The work done in the UK was supported by the National Institute for Health and Care Research Cambridge Biomedical Research Centre (NIHR203312) and provided by the Cambridge Biorepository for Translational Medicine (https://www.cbtm.group.cam.ac.uk). Human fetal samples were provided by the National Institute for Health and Care Research Cambridge Biomedical Research Centre and collected under the Research Ethics Committee-approved study 96/085. The work done in China was approved by the Research Ethics Committee of Zhongshan School of Medicine (ZSSOM), Sun Yat-sen University (ZSSOM-2019-075) and Guangzhou Women and Children’s Medical Center (2022-050A01). At both centres, consent was obtained from the patient following the decision to terminate the pregnancy and in advance of the procedure. All animal procedures were performed according to protocols approved by the Institutional Animal Care and Use Committee at the California Institute of Technology.
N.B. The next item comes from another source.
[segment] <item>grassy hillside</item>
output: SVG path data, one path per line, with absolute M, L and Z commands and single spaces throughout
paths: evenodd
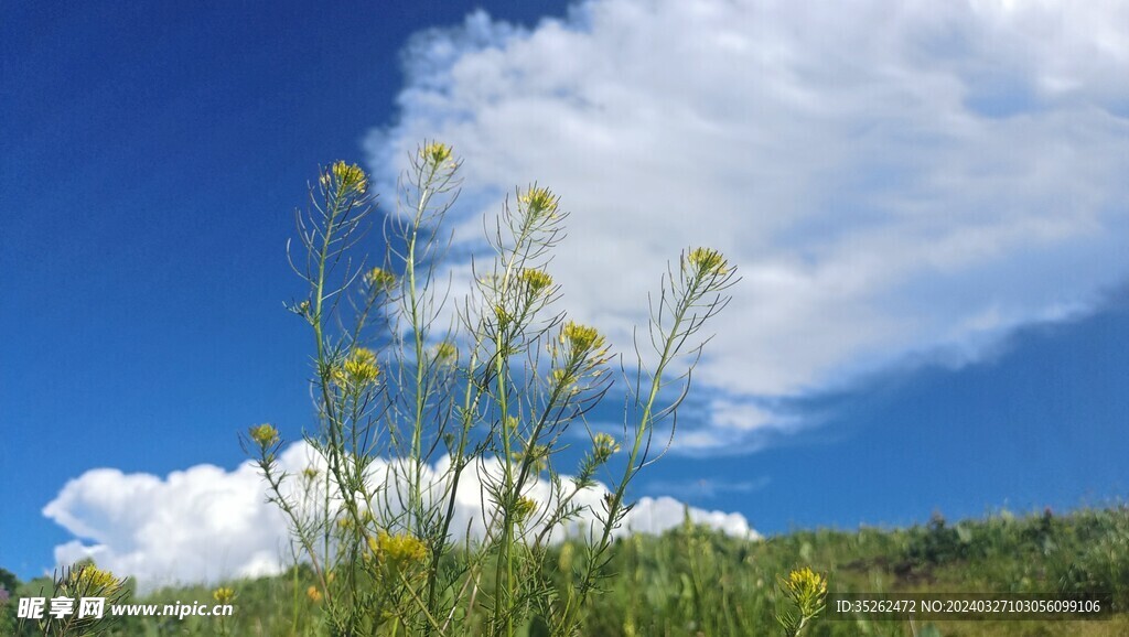
M 583 550 L 558 547 L 546 568 L 558 586 Z M 1099 595 L 1111 616 L 1091 621 L 873 621 L 819 620 L 812 636 L 1123 636 L 1129 635 L 1129 507 L 1009 514 L 981 521 L 929 524 L 904 530 L 800 531 L 760 542 L 739 541 L 683 525 L 663 536 L 637 535 L 615 547 L 616 574 L 590 602 L 586 636 L 779 635 L 773 619 L 778 578 L 800 566 L 828 574 L 835 593 L 1042 593 L 1061 599 Z M 308 570 L 231 582 L 236 613 L 212 618 L 128 618 L 111 635 L 326 635 Z M 15 599 L 46 590 L 50 581 L 17 585 L 5 607 L 0 634 L 14 628 Z M 41 593 L 42 594 L 42 593 Z M 213 590 L 183 587 L 142 597 L 147 603 L 212 603 Z M 34 634 L 34 632 L 27 632 Z M 526 634 L 543 634 L 526 627 Z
Details of human tissue sample collection are in the Methods section of this article. The views expressed are those of the authors and not necessarily those of the National Institute for Health and Care Research or the Department of Health and Social Care.

Reporting summary

Further information on research design is available in the Nature Portfolio Reporting Summary linked to this article.